Peggy Glanville-Hicks, ebenfalls Schülerin von Ralph Vaughan Williams, hinterliess ein grosses und vielseitiges Œuvre. Jessica Horsley sagte auf BBC 3 über die Komponistin: «She is an amazing person, her music speaks to us, it’s an incredibly direct music.» Im Londoner Konzert erlebte Glanville-Hicks’ Ballettmusik Tragic Celebration (1964) ihre britische Erstaufführung. Sie ist dem amerikanischen Choreografen John Butler gewidmet, der die meisten ihrer acht Ballettmusiken auf die Bühne gebracht hat. Das Stück beinhaltet märchenhafte, idyllische Stimmungen bis hin zu Dramatik – eine dankbare Vorlage für ein klassisches Ballett.

Die Sinfonia da Pacifica (1953), ebenfalls eine britische Erstaufführung, überzeugt durch schmissige Rhythmen, pulsierende Perkussion in Verbindung mit einer direkten, unverblümten Melodik. Jessica Horsley charakterisiert das Stück als «optimistic and brilliant».

Cécile Marti habe ihr Stück Wave trip unter dem Eindruck der Covid-19-Pandemie umgeschrieben, sagte die Dirigentin, denn mit dem Wort «Welle» assoziiere man in der gegenwärtigen Krise ganz neue Phänomene, die mitberücksichtigt werden müssten. Haften bleibt ein voller, farbiger Orchestersound mit auf- und abführenden Glissandi, die in unterschiedliche Intervallschichtungen und stehende Klanggebilde münden. Das BBC Concert Orchestra vermittelte ein schmerzend-schönes Hörerlebnis.

Glückssache Livestream

Livestream kann eine gute Alternative sein, doch gibt es da und dort noch Kinderkrankheiten. Von den weiteren drei Festivalkonzerten im März (in Kooperation mit lokalen Konzertreihen in Basel) waren zwei nicht geniessbar; das eine aufgrund ständiger Stockungen und das zweite wegen einer extrem schlechten Tonqualität.

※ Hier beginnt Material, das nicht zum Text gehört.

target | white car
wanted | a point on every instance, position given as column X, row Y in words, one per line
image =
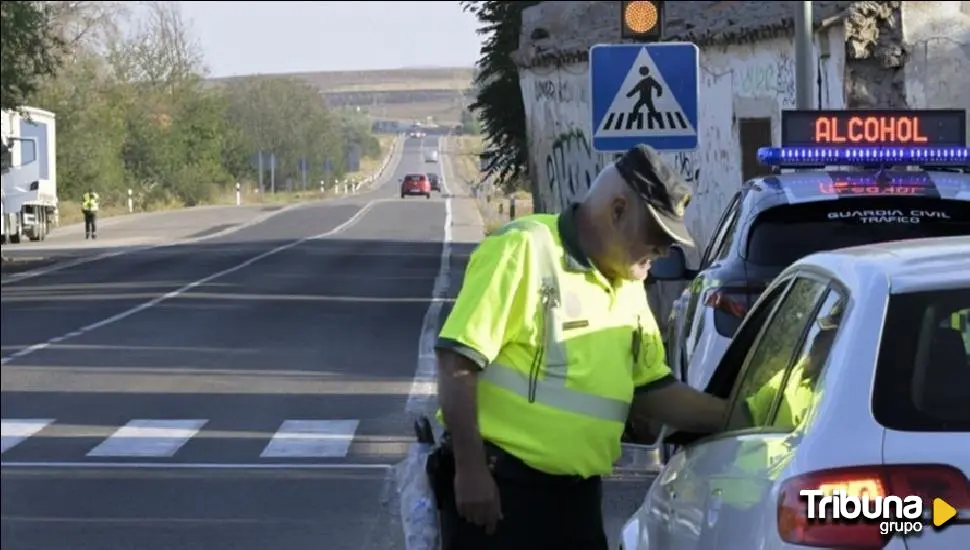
column 871, row 346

Matthias Wamser spielte an der Elisabethenorgel ein spannendes Programm mit Stücken von Elsa Barraine, Ilse Gerényi, Violeta Dinescu und Maria Hofer. Die Ladepausen waren allerdings schlicht zu lang, um einen konsistenten Eindruck zu bekommen. Susanne Doll, Orgel, und Carmit Natan, Sopran, waren aus der Leonhardskirche mit gefühlvollen Liedern der israelischen Songwriterin Naomi Shemer zwar ohne Unterbrechungen, doch leider nur sehr verzerrt zu vernehmen.

Die Abendmusiken aus der Predigerkirche bewiesen dagegen, dass Livestream funktionieren kann. Absolut störungsfrei konnte ein schönes Programm unter dem Titel «Chiara Margarita Cozzolani und die Nonnen von S. Radegonda» genossen werden. Unter der Leitung von Jörg-Andreas Bötticher brachten ein kompetentes Instrumentalensemble und hervorragende Solistinnen und Solisten Kompositionen Cozzolanis, der hochmusikalischen Mailänder Nonne aus dem 17. Jahrhundert, zu Gehör.
Im Juni 2021 findet das Festival in Basel, Bern und Zürich seine Fortsetzung.